Der Krieg im Iran dürfte die wirtschaftliche Erholung in Deutschland nach Einschätzung des Münchner Ifo-Instituts spürbar bremsen. In ihrer aktuellen Konjunkturprognose gehen die Wirtschaftsforscher davon aus, dass sich die Folgen für Wachstum und Preise mit zunehmender Dauer des Konflikts verstärken. Ein vollständiges Abwürgen der Erholung erwarten sie jedoch selbst bei längerer Kriegsdauer nicht.
Ifo-Konjunkturchef Timo Wollmershäuser erklärte in Berlin: „Dieser Energiepreisschock dämpft die Erholung, ohne sie jedoch zu stoppen wegen der hohen Unsicherheit.“ Hintergrund seien unter anderem zusätzliche staatliche Ausgaben etwa für Infrastruktur, Klimaneutralität und Verteidigung. Ohne den Krieg hätten die Ökonomen ihre Wachstumsprognose für das laufende Jahr sogar leicht auf rund ein Prozent angehoben, so Wollmershäuser.
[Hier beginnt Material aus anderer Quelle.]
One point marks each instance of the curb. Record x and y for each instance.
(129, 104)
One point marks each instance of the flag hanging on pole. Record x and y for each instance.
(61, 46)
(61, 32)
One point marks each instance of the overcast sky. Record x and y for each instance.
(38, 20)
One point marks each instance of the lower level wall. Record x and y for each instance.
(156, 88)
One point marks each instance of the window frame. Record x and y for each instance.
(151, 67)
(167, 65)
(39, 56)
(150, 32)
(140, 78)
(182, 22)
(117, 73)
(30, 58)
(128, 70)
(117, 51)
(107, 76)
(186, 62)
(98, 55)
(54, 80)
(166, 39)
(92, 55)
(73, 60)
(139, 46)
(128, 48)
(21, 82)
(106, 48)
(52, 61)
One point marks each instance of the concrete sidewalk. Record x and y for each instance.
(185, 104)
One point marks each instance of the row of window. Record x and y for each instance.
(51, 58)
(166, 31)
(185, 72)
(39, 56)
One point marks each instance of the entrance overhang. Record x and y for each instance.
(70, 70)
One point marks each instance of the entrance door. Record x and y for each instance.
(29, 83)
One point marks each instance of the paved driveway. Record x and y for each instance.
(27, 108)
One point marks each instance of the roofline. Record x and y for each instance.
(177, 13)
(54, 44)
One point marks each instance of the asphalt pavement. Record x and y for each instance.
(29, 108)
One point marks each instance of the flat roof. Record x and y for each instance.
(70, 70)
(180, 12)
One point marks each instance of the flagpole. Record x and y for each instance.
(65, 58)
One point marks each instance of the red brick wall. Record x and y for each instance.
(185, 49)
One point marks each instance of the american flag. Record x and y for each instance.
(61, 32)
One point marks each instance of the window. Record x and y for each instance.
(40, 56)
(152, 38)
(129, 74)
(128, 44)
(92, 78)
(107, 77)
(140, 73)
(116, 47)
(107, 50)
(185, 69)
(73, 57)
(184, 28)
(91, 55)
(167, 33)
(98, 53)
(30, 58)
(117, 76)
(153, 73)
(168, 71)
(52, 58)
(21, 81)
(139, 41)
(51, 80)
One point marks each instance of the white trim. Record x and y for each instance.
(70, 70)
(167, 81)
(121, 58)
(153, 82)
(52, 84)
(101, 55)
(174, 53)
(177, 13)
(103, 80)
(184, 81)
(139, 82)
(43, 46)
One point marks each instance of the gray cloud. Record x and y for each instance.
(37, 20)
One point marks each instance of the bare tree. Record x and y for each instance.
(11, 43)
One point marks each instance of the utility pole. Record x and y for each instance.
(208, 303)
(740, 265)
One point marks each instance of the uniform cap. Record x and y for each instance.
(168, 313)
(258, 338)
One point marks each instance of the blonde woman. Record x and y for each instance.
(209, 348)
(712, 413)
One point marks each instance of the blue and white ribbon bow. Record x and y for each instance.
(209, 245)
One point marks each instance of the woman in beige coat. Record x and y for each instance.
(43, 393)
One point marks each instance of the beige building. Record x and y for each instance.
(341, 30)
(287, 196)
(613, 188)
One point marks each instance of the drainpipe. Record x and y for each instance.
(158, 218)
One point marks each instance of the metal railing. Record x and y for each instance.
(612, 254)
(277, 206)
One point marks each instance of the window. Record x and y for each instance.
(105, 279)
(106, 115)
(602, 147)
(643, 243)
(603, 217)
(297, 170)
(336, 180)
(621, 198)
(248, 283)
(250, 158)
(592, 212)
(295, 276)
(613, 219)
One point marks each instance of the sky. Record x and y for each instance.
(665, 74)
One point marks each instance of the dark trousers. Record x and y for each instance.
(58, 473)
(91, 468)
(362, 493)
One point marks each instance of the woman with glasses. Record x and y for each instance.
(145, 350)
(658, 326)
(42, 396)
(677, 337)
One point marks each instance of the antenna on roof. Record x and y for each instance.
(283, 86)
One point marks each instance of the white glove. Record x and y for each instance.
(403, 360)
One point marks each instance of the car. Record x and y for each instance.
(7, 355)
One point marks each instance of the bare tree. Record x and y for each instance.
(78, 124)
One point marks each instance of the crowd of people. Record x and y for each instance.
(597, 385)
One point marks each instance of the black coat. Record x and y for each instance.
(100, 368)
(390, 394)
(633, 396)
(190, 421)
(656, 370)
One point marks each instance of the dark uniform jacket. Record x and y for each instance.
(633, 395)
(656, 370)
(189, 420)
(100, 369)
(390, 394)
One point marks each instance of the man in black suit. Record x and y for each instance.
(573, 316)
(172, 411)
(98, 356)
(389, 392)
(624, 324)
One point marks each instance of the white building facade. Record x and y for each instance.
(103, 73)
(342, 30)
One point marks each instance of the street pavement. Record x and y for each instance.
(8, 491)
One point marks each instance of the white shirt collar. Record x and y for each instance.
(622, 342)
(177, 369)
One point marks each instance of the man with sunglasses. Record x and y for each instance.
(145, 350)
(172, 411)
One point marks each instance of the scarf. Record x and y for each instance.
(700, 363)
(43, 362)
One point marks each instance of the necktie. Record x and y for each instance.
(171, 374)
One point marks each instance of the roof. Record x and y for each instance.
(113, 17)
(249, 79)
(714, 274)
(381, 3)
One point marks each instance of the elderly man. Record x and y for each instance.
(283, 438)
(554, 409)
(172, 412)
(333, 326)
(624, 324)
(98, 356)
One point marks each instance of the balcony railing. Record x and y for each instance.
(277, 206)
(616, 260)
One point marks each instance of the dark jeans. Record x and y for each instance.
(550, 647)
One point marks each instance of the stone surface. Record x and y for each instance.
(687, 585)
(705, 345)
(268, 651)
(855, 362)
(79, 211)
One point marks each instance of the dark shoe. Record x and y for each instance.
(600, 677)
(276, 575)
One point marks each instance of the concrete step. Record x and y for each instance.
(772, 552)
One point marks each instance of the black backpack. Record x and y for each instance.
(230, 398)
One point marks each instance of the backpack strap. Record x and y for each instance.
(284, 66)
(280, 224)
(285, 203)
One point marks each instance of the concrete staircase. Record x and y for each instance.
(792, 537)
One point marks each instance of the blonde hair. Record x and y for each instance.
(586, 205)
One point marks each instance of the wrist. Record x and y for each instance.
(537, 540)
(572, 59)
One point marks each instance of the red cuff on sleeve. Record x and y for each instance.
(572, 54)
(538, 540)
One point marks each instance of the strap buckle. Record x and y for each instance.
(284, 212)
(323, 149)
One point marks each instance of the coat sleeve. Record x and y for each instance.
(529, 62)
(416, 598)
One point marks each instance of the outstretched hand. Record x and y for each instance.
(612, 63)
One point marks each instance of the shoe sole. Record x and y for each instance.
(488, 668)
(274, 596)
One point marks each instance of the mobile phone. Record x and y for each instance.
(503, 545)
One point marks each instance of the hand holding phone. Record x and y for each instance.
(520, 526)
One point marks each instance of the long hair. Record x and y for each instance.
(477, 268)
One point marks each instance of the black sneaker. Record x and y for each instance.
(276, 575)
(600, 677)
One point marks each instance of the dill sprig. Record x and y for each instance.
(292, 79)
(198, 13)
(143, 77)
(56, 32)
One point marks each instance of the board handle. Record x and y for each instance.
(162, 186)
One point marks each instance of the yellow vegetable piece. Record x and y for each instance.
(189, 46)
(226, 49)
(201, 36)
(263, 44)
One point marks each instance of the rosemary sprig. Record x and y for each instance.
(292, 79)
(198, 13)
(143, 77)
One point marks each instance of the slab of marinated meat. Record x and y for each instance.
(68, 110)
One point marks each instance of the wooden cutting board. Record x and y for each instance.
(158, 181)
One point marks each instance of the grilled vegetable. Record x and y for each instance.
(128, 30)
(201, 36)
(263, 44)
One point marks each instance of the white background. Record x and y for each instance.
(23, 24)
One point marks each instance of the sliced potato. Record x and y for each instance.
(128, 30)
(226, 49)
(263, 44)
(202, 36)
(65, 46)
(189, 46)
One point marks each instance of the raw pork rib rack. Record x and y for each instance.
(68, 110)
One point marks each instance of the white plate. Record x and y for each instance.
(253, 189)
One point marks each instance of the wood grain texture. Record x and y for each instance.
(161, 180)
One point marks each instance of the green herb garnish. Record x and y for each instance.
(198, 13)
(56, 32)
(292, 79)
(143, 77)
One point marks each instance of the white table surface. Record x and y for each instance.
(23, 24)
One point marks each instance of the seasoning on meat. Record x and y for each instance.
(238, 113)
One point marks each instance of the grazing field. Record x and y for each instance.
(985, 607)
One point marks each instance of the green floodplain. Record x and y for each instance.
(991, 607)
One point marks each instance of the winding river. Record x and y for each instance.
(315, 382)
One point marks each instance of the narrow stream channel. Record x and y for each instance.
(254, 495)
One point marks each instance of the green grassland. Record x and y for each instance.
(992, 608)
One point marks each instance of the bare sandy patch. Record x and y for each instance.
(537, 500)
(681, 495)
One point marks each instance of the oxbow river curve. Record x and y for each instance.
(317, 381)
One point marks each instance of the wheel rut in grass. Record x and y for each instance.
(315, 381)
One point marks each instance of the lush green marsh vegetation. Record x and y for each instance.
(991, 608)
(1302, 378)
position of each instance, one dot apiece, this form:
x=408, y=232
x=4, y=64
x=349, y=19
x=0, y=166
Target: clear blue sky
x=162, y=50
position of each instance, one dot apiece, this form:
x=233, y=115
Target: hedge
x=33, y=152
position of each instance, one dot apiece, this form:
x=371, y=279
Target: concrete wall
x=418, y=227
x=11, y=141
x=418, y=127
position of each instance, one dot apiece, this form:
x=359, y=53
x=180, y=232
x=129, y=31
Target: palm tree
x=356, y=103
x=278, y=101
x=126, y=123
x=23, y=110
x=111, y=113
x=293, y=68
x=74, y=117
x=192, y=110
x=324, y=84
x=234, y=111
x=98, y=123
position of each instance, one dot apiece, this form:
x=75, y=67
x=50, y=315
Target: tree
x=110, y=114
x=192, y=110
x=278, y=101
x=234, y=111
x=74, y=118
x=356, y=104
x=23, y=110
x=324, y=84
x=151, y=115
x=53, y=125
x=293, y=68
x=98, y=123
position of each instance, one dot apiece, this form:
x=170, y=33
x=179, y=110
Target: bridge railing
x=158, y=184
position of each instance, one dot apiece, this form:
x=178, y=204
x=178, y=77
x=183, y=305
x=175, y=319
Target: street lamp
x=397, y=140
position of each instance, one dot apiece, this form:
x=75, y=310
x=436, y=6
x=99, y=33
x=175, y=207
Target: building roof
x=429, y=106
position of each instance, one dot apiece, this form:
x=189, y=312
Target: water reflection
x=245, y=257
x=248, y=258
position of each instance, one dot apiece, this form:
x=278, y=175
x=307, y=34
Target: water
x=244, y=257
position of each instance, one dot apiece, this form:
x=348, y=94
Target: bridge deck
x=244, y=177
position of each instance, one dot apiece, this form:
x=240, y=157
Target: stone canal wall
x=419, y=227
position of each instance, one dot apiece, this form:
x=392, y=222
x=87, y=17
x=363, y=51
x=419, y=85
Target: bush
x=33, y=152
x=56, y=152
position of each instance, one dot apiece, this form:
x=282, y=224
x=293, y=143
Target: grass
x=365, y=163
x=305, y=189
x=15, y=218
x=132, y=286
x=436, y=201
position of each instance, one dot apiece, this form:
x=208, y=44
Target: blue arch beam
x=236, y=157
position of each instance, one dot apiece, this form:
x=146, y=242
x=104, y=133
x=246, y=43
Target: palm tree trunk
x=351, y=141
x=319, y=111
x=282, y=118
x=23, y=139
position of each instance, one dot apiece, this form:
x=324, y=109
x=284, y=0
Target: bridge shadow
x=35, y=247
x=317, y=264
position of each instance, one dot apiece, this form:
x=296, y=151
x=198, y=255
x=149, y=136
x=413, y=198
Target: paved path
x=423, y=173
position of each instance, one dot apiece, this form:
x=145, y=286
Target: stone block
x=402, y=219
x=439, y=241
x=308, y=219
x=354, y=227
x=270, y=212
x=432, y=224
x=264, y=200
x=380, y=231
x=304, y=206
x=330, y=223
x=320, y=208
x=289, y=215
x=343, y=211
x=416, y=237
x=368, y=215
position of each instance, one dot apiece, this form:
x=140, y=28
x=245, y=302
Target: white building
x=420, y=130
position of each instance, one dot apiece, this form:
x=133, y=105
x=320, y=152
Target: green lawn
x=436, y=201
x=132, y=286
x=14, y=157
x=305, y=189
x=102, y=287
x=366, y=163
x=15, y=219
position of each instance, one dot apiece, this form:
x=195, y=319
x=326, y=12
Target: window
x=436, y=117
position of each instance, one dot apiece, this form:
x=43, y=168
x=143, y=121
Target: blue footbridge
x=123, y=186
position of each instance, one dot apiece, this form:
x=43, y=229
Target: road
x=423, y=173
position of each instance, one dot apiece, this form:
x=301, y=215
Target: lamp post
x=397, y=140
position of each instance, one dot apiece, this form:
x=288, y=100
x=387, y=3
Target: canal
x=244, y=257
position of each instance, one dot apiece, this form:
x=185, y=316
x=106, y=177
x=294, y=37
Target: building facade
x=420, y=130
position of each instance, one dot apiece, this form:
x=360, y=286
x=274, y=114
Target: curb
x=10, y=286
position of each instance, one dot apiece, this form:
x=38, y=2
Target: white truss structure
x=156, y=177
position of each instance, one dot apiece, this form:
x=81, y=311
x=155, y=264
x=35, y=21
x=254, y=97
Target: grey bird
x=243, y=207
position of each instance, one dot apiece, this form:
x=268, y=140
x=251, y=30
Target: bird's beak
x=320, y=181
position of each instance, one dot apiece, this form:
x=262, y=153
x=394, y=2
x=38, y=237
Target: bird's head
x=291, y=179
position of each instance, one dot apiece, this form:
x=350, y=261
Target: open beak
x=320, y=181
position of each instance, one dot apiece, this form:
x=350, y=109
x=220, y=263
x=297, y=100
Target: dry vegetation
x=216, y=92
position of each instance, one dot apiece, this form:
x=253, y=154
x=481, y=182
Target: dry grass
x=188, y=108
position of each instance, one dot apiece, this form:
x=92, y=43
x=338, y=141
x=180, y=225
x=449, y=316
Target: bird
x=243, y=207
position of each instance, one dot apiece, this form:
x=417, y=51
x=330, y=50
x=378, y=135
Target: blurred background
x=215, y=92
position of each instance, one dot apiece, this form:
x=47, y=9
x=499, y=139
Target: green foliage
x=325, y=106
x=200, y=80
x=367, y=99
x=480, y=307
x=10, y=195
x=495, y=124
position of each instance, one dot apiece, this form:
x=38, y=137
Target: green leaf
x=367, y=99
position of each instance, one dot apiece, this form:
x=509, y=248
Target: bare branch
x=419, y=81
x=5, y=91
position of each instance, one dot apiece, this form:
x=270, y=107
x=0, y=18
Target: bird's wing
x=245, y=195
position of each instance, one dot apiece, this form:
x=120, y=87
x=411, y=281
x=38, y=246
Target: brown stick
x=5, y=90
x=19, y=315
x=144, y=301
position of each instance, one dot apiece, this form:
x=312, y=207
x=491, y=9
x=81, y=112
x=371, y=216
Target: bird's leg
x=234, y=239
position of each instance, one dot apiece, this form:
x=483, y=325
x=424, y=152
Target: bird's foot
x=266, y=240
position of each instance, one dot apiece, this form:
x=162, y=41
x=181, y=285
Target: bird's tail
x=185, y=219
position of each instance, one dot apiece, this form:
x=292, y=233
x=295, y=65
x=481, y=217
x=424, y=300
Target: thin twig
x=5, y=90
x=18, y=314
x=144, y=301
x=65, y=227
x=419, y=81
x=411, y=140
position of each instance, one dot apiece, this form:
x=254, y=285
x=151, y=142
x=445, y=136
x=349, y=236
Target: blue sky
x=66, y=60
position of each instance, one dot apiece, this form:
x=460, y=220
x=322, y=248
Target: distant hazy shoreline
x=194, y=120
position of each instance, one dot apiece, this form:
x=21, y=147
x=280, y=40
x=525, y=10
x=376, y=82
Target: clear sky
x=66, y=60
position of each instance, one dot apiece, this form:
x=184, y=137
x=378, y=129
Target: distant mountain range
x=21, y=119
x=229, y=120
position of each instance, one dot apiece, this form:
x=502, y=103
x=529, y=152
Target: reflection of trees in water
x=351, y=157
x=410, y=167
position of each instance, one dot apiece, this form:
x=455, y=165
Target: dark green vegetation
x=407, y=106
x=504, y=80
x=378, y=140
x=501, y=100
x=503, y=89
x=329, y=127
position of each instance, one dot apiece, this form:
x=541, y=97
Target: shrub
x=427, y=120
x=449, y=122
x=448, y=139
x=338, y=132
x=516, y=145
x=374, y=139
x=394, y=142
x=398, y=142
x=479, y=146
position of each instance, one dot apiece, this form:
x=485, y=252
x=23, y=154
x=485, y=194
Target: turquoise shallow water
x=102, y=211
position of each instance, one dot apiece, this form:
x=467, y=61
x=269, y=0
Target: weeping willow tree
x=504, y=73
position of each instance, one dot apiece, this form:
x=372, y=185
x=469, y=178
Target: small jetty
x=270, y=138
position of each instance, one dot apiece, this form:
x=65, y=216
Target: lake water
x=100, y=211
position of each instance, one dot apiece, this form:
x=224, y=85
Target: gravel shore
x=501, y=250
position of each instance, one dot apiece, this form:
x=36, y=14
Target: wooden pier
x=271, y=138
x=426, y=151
Angesichts der geopolitischen Unsicherheiten legt das Institut zwei mögliche Entwicklungspfade vor. Im sogenannten Deeskalationsszenario, also bei einem baldigen Ende der Kampfhandlungen, könnte die deutsche Wirtschaft 2026 noch um etwa 0,8 Prozent wachsen. Das wären 0,2 Prozentpunkte weniger als ohne den Konflikt erwartet. Für 2027 prognostizieren die Forscher in diesem Fall eine Beschleunigung auf etwa 1,2 Prozent.